- Thirupuram Location in Kerala, India Thirupuram Thirupuram (India)
- Coordinates: 8°21′00″N 77°04′24″E﻿ / ﻿8.3499700°N 77.073460°E
- Country: India
- State: Kerala
- District: Thiruvananthapuram

Government
- • Body: Gram panchayat

Population (2011)
- • Total: 38,351

Languages
- • Official: Malayalam, English
- Time zone: UTC+5:30 (IST)
- PIN: 695525 & 695133
- Vehicle registration: KL-19
- Nearest city: Thiruvananthapuram
- Vidhan Sabha constituency: Neyyattinkara

= Thirupuram =

Thirupuram is a village in Thiruvananthapuram district in the state of Kerala, India.

Thirupuram village is 6 km away from Neyyattinkara, 25 km away from the capital city Thiruvananthapuram. The famous Thirupuram Siva Temple is situated here. Thirupuram is also very near to the Poovar, Vizhinjam and Kovalam.

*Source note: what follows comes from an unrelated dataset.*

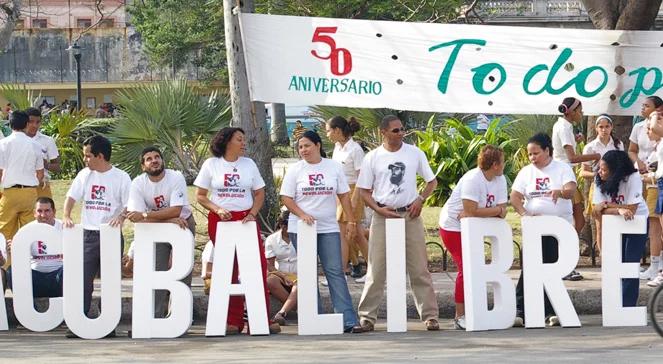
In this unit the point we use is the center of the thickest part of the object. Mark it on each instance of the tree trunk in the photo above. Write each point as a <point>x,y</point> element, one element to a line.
<point>11,12</point>
<point>248,115</point>
<point>279,129</point>
<point>621,15</point>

This village is known for its celebration of the Sivarathri festival.
It is believed that this is the place where lord Siva sits after the Thripura dahanam. Thus the village got the name Thripuram which later got changed to Thirupuram.

==Demographics==
As of 2011 India census, Thirupuram had a population of 38351 with 18732 males and 19619 females.